Newly arrived Yazidis who escaped sex slavery of ISIS eager to build better future in Canada
2017/03/07 Leave a comment
Another article on Yazidis in Canada, focussed on London:
It’s here in London — where about 300 Yazidis have formed a small but tight-knit community since the early 1980s when they fled the dictatorship of Saddam Hussein — that Bhasa and other recently arrived Yazidis hope to start building a new life for their families and try to move beyond the horrors they suffered in captivity.
Dalal Abdallah, a Yazidi human rights activist who lives in London, says members of her community have been donating clothing, hygiene products and toys for the families who have arrived and look forward to absorbing more into their community.
“For many, many years, we have been struggling [to grow] as a community because no Yazidis were coming through,” she said. “It’s a great opportunity to build our community, and the more people, the merrier.”
She said London has already accepted and integrated Syrian refugees and that there’s enough support for Yazidis, including a program at Victoria Hospital to help refugees deal with trauma.Other support comes from London’s Cross Cultural Learner Centre, where Yazidis can learn some basic tools for integrating in Canada: how to get housing, set up bank accounts, apply for health cards.
“We are here to support them, welcome them, make them feel comfortable, that they are not alone here,” said Omar Khoudeida, a Yazidi interpreter who works at the centre and who himself came to London nearly 20 years ago as a refugee.
“There’s a community behind them and supporting them.”
But even with that support, Bhasa must still cope with the emotional fallout of a family torn apart by genocide.
She fears being identified.
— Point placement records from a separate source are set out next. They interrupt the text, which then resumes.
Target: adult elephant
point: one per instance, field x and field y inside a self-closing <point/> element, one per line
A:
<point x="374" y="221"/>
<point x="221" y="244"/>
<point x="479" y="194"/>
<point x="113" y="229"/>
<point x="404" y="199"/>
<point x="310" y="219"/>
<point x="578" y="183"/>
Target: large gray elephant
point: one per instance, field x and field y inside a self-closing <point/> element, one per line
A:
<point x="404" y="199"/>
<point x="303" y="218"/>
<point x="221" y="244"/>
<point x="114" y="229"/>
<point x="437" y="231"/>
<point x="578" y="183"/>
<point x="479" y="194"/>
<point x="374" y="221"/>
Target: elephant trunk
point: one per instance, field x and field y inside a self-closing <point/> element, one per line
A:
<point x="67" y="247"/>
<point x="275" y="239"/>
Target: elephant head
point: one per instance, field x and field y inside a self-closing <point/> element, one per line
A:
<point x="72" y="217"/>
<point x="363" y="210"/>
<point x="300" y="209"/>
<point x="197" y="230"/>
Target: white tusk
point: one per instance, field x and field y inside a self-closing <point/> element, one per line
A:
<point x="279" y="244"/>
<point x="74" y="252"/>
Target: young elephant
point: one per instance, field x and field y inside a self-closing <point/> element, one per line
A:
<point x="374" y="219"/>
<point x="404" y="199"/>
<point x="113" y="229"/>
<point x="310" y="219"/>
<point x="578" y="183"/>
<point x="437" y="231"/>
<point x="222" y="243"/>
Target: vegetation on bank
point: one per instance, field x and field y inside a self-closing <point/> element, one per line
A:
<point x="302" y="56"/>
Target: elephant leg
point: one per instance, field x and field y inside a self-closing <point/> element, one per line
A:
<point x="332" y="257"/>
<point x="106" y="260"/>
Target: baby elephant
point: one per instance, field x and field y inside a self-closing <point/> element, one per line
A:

Although she doesn’t know the fate of family members in Iraq, she’s worried that going public could put them in danger. She hasn’t seen her husband and other male relatives since ISIS invaded her home in August 2014.
Daughter still missing
She also fears for her daughter, who was nine years old when she was snatched by the Islamist militant group.
“They took her. She doesn’t know anything about her,” Khoudeida said.
While ISIS targets all communities, it has particular antipathy for Yazidis, whom it considers to be infidels.
ISIS survivors Suham Haji, from left, Samira Hasan and Saud Khalid sit in the Dohuk Girls and Women Treatment and Support Centre in Dohuk, Iraq. The three women are among 900 being treated at the centre after escaping ISIS captivity. (Ryan Remiorz/Canadian Press)
Last June, a UN commission declared in a report that ISIS was committing genocide against the religious group of about 400,000. ISIS, it said, was subjecting “every Yazidi woman, child or man that it has captured to the most horrific of atrocities.”